If ever there was an 'invented tradition' well worth stamping out, it is this ridiculous, Fascist-inspired waste of money ' which sends a Bunsen Burner around the world at tremendous cost for several months before the Games, manned (and womanned) by people dressed up in pseudo-ancient Greek costume, no doubt feeling very silly.
In London, we are now told, it will soon be doing a mini tour, carried by a London bus, Docklands Light Railway and Dame Kelly Holmes (inter alios).
I can't quite work out whether most of the press reports are pleased at the pro-Tibetan protests which dented the hi-tech assisted, sunbeam lighting ceremonial (plucky little Tibet poking the Chinese dragon where it, for once, might hurt); or whether they are a touch censorious at this upsetting of the peaceful, non-political programme of the Olympic Games that we have inherited from the ancient Greeks; or whether they are wondering what might happen to the UK in the ceremonies to come in 2012 (don't forget Iraq, Mr Blair/Brown'.).
Hardly any commentator stops to mention that this silly torch ceremony has nothing to do with the ancient Greeks, and was really invented to be a magnificent shot in Leni Riefenstahl's movie (choreographed by Carl Diem). This is one of Hitler's most pervasive legacies.
They also don't stop to mention that the ancient Olympics ' far from being that sweet haven of peace -- were pretty political anyway. Even in their hay-day, they were often interrupted by the rough hand of Politics.
The classic case is the eligibility of Alexander the Great's ancestor, Alexander 1 of Macedon. When he turned up to compete in the early fifth century BC , the other Greeks said that he was a foreigner and so wasn't eligible. Eventually the gate-keepers allowed him to take part, but -- although he finished first (equal) ' he didn't get his name written into the official list of winners. (Hence, he is an awkward example on both sides for the modern argument about whether 'Macedonia' is 'Greek'. Does Alexander 1 prove the Greekness of the Macedonians, or vice versa?).

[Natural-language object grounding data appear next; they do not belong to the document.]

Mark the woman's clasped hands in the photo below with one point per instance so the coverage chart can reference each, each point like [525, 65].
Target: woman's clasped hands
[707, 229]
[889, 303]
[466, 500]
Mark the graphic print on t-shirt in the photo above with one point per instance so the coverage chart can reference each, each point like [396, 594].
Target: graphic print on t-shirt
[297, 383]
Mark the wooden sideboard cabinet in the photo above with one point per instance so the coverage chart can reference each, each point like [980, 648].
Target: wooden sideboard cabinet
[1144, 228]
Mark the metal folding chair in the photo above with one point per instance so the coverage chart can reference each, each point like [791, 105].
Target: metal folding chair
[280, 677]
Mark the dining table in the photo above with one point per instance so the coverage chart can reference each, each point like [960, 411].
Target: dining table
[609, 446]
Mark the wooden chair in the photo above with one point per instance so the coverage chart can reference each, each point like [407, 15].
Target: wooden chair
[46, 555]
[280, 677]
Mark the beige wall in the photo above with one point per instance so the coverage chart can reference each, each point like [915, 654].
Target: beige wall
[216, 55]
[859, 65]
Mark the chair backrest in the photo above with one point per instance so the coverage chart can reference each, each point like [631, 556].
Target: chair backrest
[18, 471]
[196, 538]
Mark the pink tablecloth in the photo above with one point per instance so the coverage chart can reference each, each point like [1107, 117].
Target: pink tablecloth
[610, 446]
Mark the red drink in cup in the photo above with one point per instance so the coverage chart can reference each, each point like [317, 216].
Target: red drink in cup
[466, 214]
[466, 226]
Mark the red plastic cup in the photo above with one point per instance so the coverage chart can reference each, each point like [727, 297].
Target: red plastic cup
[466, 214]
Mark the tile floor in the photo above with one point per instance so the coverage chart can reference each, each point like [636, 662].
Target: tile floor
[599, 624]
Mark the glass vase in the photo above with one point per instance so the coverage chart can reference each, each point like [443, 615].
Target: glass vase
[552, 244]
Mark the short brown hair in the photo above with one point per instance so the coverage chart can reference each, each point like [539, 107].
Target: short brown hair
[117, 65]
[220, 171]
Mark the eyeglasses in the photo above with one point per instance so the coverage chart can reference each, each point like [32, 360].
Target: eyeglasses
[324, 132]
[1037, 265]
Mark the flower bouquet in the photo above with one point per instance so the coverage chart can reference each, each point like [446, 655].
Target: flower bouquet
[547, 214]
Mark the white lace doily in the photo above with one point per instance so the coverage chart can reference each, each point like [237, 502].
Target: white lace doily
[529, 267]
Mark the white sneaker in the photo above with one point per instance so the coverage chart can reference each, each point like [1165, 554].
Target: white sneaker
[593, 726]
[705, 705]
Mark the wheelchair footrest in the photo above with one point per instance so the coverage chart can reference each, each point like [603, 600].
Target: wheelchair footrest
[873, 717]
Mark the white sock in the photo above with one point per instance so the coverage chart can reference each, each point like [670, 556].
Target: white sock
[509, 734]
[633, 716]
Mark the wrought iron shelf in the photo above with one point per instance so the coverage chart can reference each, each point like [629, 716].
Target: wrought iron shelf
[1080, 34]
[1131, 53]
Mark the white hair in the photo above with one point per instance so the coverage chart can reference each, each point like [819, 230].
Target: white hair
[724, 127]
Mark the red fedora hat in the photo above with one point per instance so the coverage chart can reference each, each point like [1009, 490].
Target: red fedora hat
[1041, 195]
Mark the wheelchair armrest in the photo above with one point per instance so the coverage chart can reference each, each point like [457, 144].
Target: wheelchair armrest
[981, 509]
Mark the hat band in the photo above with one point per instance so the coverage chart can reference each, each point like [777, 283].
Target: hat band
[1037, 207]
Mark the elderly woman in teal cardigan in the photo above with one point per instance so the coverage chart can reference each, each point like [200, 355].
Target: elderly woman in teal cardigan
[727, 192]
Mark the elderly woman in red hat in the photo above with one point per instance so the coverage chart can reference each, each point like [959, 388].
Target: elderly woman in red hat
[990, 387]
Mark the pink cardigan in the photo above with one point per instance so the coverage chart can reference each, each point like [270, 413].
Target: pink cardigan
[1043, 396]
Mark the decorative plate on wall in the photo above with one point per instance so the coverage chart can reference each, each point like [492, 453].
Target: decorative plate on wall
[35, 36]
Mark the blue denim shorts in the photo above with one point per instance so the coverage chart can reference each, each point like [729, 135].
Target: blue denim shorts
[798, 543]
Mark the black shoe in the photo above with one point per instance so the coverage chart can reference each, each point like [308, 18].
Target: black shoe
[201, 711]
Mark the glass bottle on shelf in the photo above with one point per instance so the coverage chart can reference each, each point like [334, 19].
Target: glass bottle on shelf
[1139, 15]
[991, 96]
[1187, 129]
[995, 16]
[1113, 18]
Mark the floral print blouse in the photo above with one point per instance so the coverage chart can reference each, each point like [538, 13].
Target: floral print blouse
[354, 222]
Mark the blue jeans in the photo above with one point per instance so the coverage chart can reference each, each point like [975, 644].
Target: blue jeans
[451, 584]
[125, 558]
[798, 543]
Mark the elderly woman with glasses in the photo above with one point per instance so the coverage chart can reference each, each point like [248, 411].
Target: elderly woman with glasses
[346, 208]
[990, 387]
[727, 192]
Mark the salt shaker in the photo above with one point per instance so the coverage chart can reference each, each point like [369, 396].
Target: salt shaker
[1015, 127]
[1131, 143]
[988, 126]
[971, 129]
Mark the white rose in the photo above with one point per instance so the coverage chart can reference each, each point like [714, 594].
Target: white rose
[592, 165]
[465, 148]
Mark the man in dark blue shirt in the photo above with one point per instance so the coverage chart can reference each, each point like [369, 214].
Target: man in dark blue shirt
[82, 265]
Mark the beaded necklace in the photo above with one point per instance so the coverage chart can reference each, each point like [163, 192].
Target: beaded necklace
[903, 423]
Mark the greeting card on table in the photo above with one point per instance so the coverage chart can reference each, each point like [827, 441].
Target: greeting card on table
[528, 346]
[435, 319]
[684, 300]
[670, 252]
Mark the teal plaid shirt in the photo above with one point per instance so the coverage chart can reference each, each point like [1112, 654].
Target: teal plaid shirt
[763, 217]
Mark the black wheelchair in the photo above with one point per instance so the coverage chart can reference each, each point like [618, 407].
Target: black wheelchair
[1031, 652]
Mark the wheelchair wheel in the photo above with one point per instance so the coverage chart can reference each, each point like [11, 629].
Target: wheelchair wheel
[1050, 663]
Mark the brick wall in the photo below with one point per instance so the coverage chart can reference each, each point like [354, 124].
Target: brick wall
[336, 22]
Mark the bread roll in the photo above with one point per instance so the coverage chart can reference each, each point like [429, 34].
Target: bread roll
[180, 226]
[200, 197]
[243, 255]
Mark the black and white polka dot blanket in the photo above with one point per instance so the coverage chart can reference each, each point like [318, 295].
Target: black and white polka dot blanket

But there were plenty more political controversies. The worst was in 364 BC when the Games happened while Olympia was under enemy occupation, or more accurately in the middle of a war zone. In fact, the Arcadians (Olympia's neighbours in the Peloponnese) invaded during the Pentathlon event and some of their soldiers looted the sacred treasures. So much for the 'Sacred Truce'.
That was only the tip of the iceberg. In the 380s Lysias, the Athenian orator and democratic hero, harangued his fellow countrymen, urging them more or less to wreck the Olympic village. Four and a half centuries later, the Olympic officials appear to have turned a blind eye and let the emperor Nero win whatever competition he wanted -- in return for some rather generous investment at the Olympic site.
We may not like the politicisation of the Olympic games, but let's not pretend that this is a modern invention.